Pada aspek ekonomi, urusan perusahaan ini haruslah dilihat sebagai satu
kesatuan yang utuh. Antara urusan perusahaan yang satu dengan urusan perusahaan
yang lain tidak dapat dipisahkan, karena dari urusan perusahaan itulah suatu
perusahaan dapat berdiri dan menjalankan kegiatan usahanya sebagaimana
mestinya. Apabila ada satu urusan perusahaan yang tidak ada, maka kegiatan
perusahaan akan berhenti atau terhambat, sehingga perusahaan akan mengalami
kesulitan dalam mencapai tujuan perusahaan.

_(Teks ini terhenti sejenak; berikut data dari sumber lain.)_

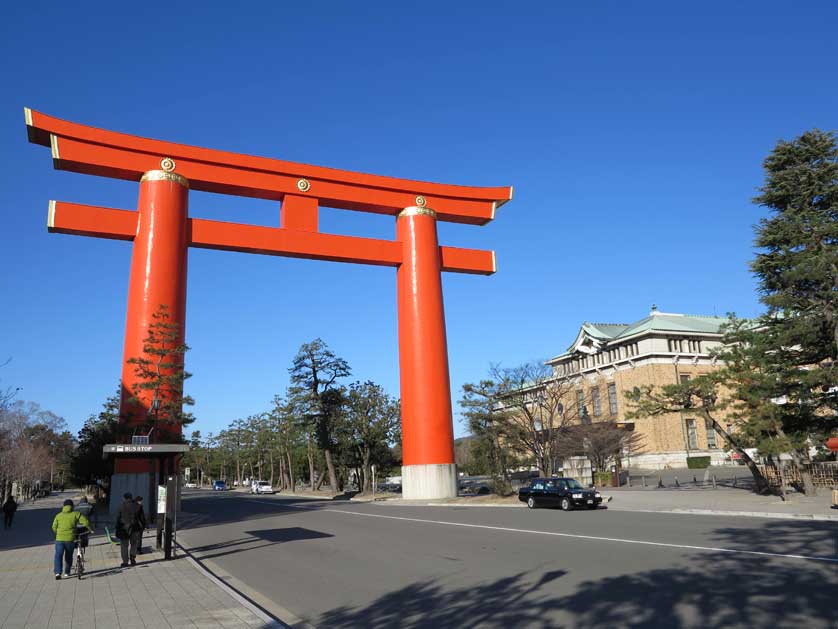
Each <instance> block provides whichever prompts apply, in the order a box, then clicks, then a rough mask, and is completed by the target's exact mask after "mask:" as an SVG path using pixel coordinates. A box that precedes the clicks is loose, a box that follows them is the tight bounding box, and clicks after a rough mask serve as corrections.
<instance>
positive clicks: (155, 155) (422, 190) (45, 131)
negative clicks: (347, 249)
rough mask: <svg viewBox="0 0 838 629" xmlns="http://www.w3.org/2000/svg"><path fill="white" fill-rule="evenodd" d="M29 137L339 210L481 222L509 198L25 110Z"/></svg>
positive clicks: (246, 188)
mask: <svg viewBox="0 0 838 629" xmlns="http://www.w3.org/2000/svg"><path fill="white" fill-rule="evenodd" d="M25 114H26V126H27V131H28V134H29V140H30V141H31V142H35V143H37V144H42V145H44V146H51V147H52V153H53V160H54V165H55V167H56V168H58V169H62V170H70V171H74V172H79V173H84V174H90V175H98V176H102V177H111V178H115V179H129V180H133V181H139V180H140V178H141V177H142V175H143V173H145V172H147V171H150V170H154V169H156V168H159V164H160V159H161V157H169V158H172V159H174V160H175V161H176V162H177V172H178V173H179V174H181V175H182V176H184V177H186V178H187V179H188V180H189V185H190V187H191V188H192V189H193V190H203V191H207V192H217V193H221V194H231V195H236V196H247V197H256V198H261V199H273V200H282V199H283V198H284V197H285V195H286V194H291V195H302V196H310V197H312V198H316V199H318V200H319V202H320V203H321V204H322V205H325V206H328V207H335V208H339V209H347V210H357V211H362V212H373V213H377V214H388V215H391V216H396V215H398V213H399V212H401V211H402V210H403V209H404V208H406V207H410V206H417V205H418V206H424V205H427V206H428V207H430V208H433V209H434V211H435V212H436V215H437V218H438V219H439V220H442V221H450V222H454V223H467V224H472V225H483V224H485V223H487V222H489V221H490V220H492V219H493V218H494V216H495V210H496V209H497V208H498V207H500V206H501V205H503V204H504V203H506V202H507V201H509V200H510V199H511V198H512V188H511V187H500V188H478V187H472V186H456V185H449V184H440V183H429V182H424V181H412V180H409V179H397V178H395V177H384V176H381V175H369V174H364V173H356V172H352V171H348V170H339V169H336V168H326V167H323V166H311V165H308V164H299V163H296V162H287V161H283V160H278V159H271V158H266V157H253V156H250V155H243V154H239V153H230V152H227V151H218V150H214V149H206V148H200V147H196V146H188V145H185V144H176V143H172V142H164V141H161V140H151V139H147V138H141V137H137V136H133V135H127V134H124V133H116V132H114V131H107V130H105V129H97V128H95V127H89V126H85V125H80V124H76V123H74V122H67V121H65V120H60V119H59V118H53V117H52V116H48V115H46V114H42V113H40V112H37V111H32V110H30V109H26V110H25Z"/></svg>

Jika dilihat dari aspek hukum, urusan perusahaan
merupakan hal yang terpisah antara satu dengan yang lainnya karena
masing-masing urusan perusahaan memiliki hukumnya masing-masing. Misalnya
aturan untuk utusan yang berupa benda memiliki perbedaan dengan urusan
perusahaan yang bukan benda. Urusan Perusahaan yang berupa benda bergerak
aturannya akan berbeda dengan urusan perusahaan yang berupa benda tetap.
Demikian juga untuk benda yang berwujud maupun yang tidak berwujud. [2]

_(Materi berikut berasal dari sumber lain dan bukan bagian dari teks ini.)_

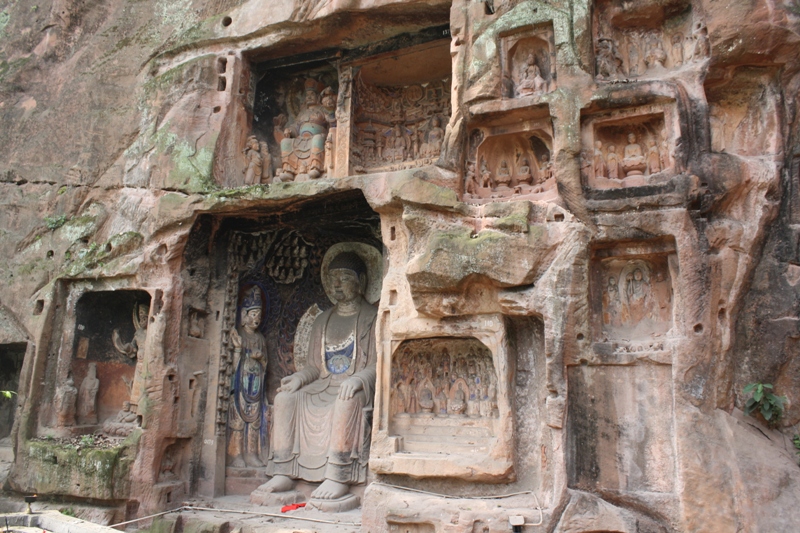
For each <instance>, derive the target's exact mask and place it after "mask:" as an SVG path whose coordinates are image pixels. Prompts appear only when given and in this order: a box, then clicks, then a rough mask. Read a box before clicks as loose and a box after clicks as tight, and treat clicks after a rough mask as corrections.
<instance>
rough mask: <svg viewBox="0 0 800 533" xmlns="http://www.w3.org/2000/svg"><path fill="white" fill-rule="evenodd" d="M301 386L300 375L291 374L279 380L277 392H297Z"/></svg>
mask: <svg viewBox="0 0 800 533" xmlns="http://www.w3.org/2000/svg"><path fill="white" fill-rule="evenodd" d="M302 386H303V382H302V381H301V380H300V377H299V376H298V375H297V374H292V375H291V376H286V377H285V378H283V379H282V380H281V386H280V387H278V392H297V391H298V390H299V389H300V387H302Z"/></svg>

Ada beberapa jenis urusan perusahaan, yaitu Bukan Benda,
Benda Bergerak, dan Benda Tetap.
1. Bukan
Benda
Yang termasuk kedalam hal ini adalah karyawan, pelanggan,
relasi, dan perusahaan itu sendiri apabila perusahaan tersebut berbentuk badan
hukum, dan lain-lain. Perbuatan hukum yang terpenting dalam urusan perusahaan
ini adalah perbuatan jual beli urusan perusahaan, terutama yang berkaitan
dengan penyerahan benda-benda tersebut. [3]
2. Benda
Bergerak
a. Benda
bergerak berwujud, misalnya, meja, kursi, computer, sepeda motor, mobil, truk,
barang dagangan, dan lain-lain.
b. Benda
bergerak tidak berwujud, misalnya saham, obligasi, cek, wesel, bilyet giro,
piutang, merek dagang, paten, nama perusahaan, dan lain-lain.
3.
Benda
tetap
a.
Benda
tetap berwujud, misalnya tanah, bangunan, kapal terdaftar, pesawat terdaftar,
dan lain-lain.
b. Benda
tetap tidak berwujud, misalnya hak tanggungan, hipotik, dan lain-lain.

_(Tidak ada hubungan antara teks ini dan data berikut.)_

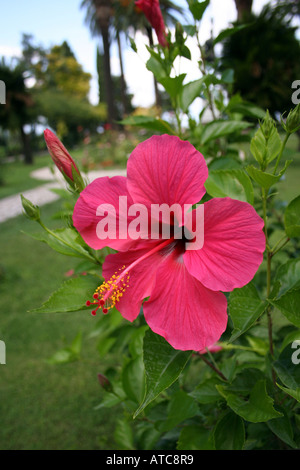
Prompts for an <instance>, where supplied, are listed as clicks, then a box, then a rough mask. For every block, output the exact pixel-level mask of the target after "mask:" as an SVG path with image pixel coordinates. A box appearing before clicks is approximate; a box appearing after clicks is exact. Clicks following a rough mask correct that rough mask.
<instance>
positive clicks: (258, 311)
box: [228, 283, 267, 342]
mask: <svg viewBox="0 0 300 470" xmlns="http://www.w3.org/2000/svg"><path fill="white" fill-rule="evenodd" d="M266 306H267V302H264V301H262V300H261V299H260V297H259V295H258V292H257V289H256V287H255V286H254V285H253V284H252V283H249V284H247V285H246V286H245V287H242V288H241V289H234V290H233V291H232V292H231V293H230V296H229V302H228V309H229V315H230V317H231V319H232V322H233V326H234V330H233V332H232V334H231V338H230V339H229V341H230V342H232V341H235V340H236V339H237V338H238V337H239V336H240V335H242V334H243V333H245V332H246V331H247V330H248V329H249V328H250V327H251V326H252V325H253V324H254V323H255V322H256V320H257V319H258V318H259V317H260V316H261V315H262V314H263V312H264V311H265V308H266Z"/></svg>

Menjual urusan perusahaan dapat dilakukan secara bersama-sama sebagai satu kesatuan (en bock). Tidak ada pasal yang mengatur namun secara analogis dapat dirujuk kepada ketentuan Pasal 1537 KUHPerdata yang membolehkan penjualan harta warisan tanpa perincian dan ketentuan Pasal 1533 KUHPerdata yang menentukan dapat dilakukan penjualan piutang berikut segala sesuatu yang melekat padanya, maka menjual urusan perusahaan yang berupa benda, Akan tetapi, dalam penyerahannya tidak dapat dilakukan secara bersama-sama, karena masing-masing benda mempunyai hukumnya sendiri berkaitan dengan penyerahan. [4]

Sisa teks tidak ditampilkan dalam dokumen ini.